Is CARBON Hard or Soft?
	Diamonds are made of carbon. They are among the hardest of materials and are used to cut glass and steel. Graphite is also a form of the element carbon. It rubs off easily on paper, which is why we use it to make pencil leads.If diamonds and graphite are made out of the same element, why do they look so different and behave so differently? Take a closer look: Above is a drawing of the crystalline structure of a diamond. The spheres represent carbon atoms; the lines connecting the atoms represent chemical bonds.

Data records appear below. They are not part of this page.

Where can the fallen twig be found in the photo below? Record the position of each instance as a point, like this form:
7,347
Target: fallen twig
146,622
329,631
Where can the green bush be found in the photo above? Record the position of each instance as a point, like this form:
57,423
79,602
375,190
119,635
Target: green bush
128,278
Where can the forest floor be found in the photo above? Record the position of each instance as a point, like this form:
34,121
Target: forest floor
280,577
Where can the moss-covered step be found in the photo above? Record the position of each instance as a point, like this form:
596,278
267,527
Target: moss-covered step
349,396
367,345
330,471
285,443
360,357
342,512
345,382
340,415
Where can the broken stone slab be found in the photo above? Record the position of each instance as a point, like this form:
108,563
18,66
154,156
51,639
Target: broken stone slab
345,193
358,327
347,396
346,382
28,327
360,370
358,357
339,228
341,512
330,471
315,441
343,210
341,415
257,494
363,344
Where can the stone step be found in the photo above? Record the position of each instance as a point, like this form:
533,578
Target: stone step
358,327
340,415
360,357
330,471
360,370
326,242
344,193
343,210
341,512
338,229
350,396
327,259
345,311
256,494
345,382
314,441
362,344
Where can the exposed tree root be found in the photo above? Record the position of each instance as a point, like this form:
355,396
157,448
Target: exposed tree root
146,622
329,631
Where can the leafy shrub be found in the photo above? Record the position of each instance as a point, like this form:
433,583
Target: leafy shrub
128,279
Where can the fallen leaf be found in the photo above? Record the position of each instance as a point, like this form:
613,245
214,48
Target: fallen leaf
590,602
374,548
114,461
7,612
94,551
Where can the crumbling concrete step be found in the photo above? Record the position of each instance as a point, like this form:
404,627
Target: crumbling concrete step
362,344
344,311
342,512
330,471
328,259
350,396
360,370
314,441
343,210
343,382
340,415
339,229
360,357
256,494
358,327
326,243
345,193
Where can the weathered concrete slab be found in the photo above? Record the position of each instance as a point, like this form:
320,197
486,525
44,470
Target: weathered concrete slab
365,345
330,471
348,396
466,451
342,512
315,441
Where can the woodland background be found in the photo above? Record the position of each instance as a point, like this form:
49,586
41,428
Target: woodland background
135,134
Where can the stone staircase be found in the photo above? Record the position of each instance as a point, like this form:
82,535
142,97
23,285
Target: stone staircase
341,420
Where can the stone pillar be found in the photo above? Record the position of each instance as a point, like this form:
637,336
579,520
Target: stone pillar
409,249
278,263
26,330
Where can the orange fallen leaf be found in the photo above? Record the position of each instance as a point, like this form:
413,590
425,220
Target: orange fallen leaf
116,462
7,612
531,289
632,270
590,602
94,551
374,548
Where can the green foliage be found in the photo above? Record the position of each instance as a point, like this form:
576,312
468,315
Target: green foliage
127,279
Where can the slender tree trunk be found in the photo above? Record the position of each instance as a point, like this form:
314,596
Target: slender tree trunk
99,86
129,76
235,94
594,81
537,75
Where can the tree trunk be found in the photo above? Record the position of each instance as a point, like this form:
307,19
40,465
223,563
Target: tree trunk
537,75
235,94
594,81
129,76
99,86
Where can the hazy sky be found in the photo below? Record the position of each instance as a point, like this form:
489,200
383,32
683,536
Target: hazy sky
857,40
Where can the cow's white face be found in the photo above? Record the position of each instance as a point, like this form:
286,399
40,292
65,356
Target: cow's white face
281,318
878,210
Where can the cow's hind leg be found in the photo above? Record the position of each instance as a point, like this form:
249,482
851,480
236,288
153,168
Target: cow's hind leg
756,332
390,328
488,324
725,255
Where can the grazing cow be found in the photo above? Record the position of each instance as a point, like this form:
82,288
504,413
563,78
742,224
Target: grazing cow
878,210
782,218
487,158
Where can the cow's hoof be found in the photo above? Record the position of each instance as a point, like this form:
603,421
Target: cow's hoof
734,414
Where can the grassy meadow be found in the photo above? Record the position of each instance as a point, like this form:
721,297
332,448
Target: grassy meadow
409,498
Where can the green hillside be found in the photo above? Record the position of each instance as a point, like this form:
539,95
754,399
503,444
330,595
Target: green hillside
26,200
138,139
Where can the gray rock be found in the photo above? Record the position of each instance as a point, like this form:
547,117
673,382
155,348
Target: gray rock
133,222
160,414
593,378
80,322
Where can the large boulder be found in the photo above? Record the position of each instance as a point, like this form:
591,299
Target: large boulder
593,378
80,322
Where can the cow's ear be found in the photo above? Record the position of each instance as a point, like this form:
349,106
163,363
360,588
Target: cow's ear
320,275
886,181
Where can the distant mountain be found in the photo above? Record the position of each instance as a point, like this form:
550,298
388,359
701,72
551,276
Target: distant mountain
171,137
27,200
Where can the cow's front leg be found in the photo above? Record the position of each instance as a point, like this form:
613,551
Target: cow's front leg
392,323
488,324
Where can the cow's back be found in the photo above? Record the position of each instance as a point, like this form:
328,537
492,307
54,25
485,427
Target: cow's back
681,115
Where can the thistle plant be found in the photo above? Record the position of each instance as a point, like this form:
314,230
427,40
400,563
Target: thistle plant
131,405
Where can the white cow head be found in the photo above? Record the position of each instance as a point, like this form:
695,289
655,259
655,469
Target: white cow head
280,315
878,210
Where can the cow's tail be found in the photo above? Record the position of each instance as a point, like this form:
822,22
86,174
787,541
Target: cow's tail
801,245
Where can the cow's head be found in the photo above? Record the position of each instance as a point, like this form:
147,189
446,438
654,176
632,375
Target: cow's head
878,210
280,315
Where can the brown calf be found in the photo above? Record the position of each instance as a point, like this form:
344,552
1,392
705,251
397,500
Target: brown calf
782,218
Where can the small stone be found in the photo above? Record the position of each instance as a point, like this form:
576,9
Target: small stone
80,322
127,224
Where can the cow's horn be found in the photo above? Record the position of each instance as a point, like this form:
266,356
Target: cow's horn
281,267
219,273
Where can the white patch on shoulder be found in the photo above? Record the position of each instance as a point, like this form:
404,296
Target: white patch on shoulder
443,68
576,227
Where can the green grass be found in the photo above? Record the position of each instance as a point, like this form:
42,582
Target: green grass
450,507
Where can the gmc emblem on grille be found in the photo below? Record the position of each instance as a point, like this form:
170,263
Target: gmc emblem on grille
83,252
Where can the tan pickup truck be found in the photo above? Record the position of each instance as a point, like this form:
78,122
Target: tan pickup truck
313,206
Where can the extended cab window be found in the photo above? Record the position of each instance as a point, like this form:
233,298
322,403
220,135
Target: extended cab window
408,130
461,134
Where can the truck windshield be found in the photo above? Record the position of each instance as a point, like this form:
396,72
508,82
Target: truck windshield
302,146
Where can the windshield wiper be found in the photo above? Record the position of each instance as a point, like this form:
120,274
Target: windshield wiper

Each carbon atom is at the center of a four-sided pyramid, or tetrahedron, formed by the neighboring carbon atoms to which it is bonded. Above is a drawing of a graphite crystal. A few carbon atoms are bonded vertically to those above and below, but most are only attached to neighbors in the same horizontal plane. Do these drawings suggest a reason why diamonds are hard while graphite breaks apart easily? The answer has to do with how the carbon is arranged in the two materials–with the materials’ structures. to try an activity that explores this idea further: Materials scientists are interested in knowing how a material’s macroscopic properties– such as hardness, resistance to extreme temperatures, electrical conductivity, and many others–are related to its atomic structure. This knowledge can be used to improve materials and develop new materials to meet specific needs.For instance, materials scientists at Lawrence Berkeley National Laboratory recently invented a new material that is harder than diamonds. It may be used as an inexpensive substitute for diamonds or to carve diamonds into intricate shapes for use in electronic devices. Scientists are also experimenting with a recently discovered carbon structure, called buckminsterfullerene (or fullerene for short, or “buckyballs” for shorter) that looks like this: The buckyball is named after Buckminster Fuller, the inventor of the geodesic dome. One of the many interesting qualities of buckyballs is that atoms of other elements can be put inside the buckyball “cage,” creating all sorts of possibilities for new materials.Studying a material’s structure often means looking at its atomic structure–how its atoms fit together and interact. The ALS allows scientists to study materials on the scale of their atomic structure. To find out how researchers are using the ALS to study materials, just click on one of the following: Kevlar–The Wonder Material Selenium: A Window On Wetlands

What’s going on inside this building?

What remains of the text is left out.